One of the standards used in criminal cases is “reasonable suspicion”. This standard applies to police encounters short of an actual arrest. The most common encounter is a traffic stop. Since your freedom is being infringed on – even if just for a little while – there must be a reason to do so. The standard the courts will apply is “reasonable suspicion.” So what does that mean?
Here’s an excerpt from an opinion by the Houston Court of Appeals in State v. Bernard, 503 S.W.3d 685 (2016):
A warrantless automobile stop is a Fourth Amendment seizure analogous to a temporary detention, and it must be justified by reasonable suspicion. Berkemer v. McCarty, 468 U.S. 420, 439, 104 S.Ct. 3138, 82 L.Ed.2d 317 (1984); see Derichsweiler v. State, 348 S.W.3d 906, 914 (Tex. Crim. App. 2011). The reasonableness of a temporary detention is determined from the totality of the circumstances. Leming, 493 S.W.3d at 562; Zuniga–Hernandez v. State, 473 S.W.3d 845, 848 (Tex. App.–Houston [14th Dist.] 2015, no pet.). If an officer has a reasonable basis for suspecting a person has committed a traffic offense, then the officer legally may initiate a traffic stop. Id. Reasonable suspicion is present if the officer has “specific, articulable facts that, combined with rational inferences from those facts, would lead [the officer] reasonably to conclude that the person ... is, has been, or soon will be engaged in criminal activity.” Derichsweiler, 348 S.W.3d at 914; Zuniga–Hernandez, 473 S.W.3d at 848. “An officer's stated purpose for a stop can neither validate an illegal stop nor invalidate a legal stop because the stop's legality rests on the totality of the circumstances, viewed objectively.” Id.

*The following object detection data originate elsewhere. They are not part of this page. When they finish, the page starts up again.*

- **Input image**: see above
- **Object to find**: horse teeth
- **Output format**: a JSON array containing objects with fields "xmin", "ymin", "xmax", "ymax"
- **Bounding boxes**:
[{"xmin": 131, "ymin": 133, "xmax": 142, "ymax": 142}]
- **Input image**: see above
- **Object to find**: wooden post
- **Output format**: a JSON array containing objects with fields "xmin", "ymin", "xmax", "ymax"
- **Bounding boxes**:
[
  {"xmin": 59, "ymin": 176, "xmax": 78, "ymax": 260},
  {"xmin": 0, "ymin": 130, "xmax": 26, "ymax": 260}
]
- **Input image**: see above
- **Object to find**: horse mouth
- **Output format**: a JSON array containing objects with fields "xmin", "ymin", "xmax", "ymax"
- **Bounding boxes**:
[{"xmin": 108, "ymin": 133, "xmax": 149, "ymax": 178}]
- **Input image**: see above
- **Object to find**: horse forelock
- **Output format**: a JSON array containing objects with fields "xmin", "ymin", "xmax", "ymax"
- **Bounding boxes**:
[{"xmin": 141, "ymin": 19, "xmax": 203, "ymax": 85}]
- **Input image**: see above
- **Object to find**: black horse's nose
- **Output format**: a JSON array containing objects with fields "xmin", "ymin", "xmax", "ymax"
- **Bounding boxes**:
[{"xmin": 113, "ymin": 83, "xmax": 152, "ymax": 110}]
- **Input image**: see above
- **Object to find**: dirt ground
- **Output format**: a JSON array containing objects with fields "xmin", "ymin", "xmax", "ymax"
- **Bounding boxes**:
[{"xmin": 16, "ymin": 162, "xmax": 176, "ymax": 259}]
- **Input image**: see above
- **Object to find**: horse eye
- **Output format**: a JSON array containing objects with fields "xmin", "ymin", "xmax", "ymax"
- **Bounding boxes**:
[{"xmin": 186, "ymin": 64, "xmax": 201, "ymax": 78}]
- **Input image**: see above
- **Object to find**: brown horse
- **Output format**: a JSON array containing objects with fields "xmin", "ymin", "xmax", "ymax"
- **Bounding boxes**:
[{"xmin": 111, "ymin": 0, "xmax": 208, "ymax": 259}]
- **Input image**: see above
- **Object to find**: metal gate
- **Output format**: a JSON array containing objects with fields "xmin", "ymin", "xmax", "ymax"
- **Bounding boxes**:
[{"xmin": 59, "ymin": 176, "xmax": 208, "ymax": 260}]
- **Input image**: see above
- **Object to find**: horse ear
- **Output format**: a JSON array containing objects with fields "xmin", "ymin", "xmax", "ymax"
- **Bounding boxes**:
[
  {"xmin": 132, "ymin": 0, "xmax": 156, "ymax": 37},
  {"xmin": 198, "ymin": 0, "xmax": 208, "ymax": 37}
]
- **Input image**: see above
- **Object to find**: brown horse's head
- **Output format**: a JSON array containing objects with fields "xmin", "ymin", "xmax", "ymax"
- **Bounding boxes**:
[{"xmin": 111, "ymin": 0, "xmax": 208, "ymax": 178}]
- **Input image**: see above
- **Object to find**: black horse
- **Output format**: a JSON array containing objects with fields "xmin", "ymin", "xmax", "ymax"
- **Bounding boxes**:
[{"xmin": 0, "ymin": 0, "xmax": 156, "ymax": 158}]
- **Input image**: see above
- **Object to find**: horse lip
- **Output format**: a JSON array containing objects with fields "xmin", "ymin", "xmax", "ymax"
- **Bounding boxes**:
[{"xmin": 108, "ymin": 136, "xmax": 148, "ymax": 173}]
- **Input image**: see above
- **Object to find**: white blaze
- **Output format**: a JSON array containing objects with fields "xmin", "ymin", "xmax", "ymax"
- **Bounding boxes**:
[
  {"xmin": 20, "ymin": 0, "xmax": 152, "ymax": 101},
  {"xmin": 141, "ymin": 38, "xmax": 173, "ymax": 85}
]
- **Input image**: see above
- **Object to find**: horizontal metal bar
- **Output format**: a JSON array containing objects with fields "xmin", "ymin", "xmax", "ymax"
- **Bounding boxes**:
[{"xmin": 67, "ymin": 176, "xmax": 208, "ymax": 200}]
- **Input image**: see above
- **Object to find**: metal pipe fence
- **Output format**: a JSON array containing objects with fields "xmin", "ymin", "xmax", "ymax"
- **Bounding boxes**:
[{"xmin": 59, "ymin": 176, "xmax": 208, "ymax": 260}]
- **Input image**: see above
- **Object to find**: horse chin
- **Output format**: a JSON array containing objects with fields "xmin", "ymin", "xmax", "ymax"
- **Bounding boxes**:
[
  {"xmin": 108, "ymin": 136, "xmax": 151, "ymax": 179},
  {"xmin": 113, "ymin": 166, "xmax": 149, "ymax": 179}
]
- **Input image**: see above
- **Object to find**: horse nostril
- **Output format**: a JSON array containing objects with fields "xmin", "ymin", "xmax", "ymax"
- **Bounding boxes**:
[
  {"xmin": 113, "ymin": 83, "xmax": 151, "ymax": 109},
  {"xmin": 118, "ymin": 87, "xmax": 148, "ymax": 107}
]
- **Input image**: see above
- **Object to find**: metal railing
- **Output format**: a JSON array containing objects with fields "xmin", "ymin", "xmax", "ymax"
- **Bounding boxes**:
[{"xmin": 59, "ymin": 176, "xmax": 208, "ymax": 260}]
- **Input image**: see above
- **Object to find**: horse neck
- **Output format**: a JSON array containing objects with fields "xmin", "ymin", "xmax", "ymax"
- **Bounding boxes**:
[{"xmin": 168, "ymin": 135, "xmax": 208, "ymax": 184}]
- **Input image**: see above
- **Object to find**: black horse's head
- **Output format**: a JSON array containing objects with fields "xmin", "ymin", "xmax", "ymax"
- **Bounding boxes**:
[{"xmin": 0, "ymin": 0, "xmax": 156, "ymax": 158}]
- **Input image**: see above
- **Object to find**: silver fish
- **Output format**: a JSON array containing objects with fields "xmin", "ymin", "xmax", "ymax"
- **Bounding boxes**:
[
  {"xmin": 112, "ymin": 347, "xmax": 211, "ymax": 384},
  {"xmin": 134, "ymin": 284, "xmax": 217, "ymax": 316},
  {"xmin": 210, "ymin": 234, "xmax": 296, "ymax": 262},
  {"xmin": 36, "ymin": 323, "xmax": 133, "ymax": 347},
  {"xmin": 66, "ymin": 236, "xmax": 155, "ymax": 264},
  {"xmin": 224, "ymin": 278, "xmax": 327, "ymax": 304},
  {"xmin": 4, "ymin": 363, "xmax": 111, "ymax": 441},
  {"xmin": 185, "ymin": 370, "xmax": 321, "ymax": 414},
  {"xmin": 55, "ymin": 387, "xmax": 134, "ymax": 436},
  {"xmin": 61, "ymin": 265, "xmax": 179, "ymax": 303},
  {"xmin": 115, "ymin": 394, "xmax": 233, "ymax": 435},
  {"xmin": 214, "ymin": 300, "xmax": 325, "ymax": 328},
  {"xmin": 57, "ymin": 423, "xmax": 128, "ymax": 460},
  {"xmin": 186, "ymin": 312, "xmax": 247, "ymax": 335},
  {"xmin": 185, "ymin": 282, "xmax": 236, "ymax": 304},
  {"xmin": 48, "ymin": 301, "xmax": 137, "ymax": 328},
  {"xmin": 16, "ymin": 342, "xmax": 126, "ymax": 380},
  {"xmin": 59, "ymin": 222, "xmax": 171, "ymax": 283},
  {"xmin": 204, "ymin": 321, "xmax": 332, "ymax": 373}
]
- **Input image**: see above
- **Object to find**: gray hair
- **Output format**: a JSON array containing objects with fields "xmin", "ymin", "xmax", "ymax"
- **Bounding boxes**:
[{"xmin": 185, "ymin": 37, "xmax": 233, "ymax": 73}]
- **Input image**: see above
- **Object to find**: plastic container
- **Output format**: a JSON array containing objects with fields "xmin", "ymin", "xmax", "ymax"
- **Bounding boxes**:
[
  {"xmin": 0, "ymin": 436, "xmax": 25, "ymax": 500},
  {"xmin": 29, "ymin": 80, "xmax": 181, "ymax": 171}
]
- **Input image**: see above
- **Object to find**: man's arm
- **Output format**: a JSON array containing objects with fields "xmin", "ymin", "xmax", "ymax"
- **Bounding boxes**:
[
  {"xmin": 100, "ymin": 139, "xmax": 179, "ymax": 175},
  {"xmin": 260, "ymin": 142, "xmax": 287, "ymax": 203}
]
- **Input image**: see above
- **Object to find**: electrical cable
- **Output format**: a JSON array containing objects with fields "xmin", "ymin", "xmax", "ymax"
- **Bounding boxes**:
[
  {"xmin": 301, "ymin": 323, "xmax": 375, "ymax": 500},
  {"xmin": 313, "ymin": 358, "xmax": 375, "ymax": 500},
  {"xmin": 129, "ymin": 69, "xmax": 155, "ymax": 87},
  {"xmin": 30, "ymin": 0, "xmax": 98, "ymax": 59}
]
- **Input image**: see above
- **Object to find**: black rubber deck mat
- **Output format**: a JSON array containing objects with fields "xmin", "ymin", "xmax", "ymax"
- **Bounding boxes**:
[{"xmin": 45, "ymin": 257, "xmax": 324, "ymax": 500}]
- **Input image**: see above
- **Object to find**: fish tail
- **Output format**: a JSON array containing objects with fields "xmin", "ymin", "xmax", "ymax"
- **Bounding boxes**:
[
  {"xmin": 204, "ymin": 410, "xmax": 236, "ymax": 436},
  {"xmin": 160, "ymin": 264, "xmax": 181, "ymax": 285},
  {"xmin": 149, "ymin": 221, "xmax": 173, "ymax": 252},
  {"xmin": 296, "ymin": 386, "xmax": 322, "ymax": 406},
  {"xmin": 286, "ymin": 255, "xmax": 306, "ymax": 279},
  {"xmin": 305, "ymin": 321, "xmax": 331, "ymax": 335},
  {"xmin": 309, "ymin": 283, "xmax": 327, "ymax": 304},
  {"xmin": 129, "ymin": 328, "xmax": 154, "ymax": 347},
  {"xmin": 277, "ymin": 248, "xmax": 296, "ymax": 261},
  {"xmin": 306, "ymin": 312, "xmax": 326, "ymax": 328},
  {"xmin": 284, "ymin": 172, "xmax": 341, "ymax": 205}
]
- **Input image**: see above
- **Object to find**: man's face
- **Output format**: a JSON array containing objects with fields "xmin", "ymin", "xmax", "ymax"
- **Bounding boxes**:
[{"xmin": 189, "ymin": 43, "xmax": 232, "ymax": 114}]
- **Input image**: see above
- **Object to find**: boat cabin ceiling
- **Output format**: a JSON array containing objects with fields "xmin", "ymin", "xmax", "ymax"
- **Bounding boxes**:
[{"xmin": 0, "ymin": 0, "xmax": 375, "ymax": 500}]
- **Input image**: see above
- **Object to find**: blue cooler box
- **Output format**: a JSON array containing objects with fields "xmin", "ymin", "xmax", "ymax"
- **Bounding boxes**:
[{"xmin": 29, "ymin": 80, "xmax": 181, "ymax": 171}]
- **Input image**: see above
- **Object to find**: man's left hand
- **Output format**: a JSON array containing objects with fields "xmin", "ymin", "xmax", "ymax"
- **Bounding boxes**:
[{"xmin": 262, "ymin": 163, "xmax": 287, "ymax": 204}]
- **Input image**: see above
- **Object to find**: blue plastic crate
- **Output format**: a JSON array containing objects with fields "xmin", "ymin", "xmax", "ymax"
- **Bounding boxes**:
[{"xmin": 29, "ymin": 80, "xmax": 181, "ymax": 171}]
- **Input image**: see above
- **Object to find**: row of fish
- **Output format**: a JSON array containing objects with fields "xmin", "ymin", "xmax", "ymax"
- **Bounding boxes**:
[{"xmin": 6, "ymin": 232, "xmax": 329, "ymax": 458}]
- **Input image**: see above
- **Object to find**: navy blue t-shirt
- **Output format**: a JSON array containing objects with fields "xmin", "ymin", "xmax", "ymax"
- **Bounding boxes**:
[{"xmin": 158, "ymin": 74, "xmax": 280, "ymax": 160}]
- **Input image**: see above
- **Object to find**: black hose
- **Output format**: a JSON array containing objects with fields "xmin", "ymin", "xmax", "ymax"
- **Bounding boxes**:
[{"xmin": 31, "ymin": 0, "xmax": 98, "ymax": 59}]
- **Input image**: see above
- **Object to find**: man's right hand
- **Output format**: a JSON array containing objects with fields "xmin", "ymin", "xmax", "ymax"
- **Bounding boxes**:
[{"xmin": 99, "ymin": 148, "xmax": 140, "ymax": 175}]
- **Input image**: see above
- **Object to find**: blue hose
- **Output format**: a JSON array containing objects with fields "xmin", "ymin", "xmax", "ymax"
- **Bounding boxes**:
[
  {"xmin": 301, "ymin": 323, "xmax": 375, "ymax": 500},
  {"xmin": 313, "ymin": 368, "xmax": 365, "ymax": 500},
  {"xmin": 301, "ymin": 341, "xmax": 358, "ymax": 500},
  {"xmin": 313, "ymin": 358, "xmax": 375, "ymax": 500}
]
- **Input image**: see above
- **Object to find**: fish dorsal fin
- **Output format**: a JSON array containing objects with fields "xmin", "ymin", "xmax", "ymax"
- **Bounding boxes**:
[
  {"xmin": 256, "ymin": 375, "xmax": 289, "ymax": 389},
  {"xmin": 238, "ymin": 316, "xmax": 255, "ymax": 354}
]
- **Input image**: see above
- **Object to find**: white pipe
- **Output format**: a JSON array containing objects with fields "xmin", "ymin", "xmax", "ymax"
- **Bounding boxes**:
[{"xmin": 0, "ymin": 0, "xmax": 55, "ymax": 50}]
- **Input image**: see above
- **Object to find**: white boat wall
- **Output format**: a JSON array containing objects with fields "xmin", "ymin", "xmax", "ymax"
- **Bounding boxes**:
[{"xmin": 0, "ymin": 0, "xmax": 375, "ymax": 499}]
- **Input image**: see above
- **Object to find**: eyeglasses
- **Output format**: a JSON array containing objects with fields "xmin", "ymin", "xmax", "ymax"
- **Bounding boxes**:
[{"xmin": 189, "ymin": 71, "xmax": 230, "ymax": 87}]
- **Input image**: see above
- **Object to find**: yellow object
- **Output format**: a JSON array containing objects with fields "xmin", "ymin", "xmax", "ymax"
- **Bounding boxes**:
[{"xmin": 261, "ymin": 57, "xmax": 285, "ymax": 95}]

Unless you’re a lawyer, you probably wonder what all that means. Basically, it means the officer has to have a reason he can put into words as to why he thinks you committed an offense. Speeding cases are pretty easy when radar is involved – "I was using my radar, and clocked the car going XX." Most traffic offenses are also pretty simple – "he didn’t use a turn signal when changing lanes," or making a turn, or didn’t stop at a stop sign.
The harder cases (and better cases for defense lawyers) are when the stop involves some subjective determination – such as following too close or failing to signal 100 feet before turning. Generally, those decisions are based on estimates – which must be reasonable.
There also can be issues when the interpretation of a statute is involved. An example is a case I had where the defendant was charged with failing to signal a lane change, even though he was in a turn lane. We won the motion to suppress because the judge found that wasn’t a violation (after having to dig up some really obscure documentation on lane markers).
Something people are sometimes surprised to learn is that the subjective intent of the officer is not an issue. For example, an officer might see you driving down the highway and think you look like a drug dealer so he starts following you. He cannot stop you because of his suspicions, but if you commit a traffic offense while he’s following you, that’s fair game. It also can go the other way. The officer may believe you’ve committed a certain offense, but if his interpretation of the law is wrong, that doesn’t validate the stop.
In case you’re wondering, reasonable suspicion is not enough to justify an arrest. There is a higher burden required to actually place you in custody. I’ll address that in another question.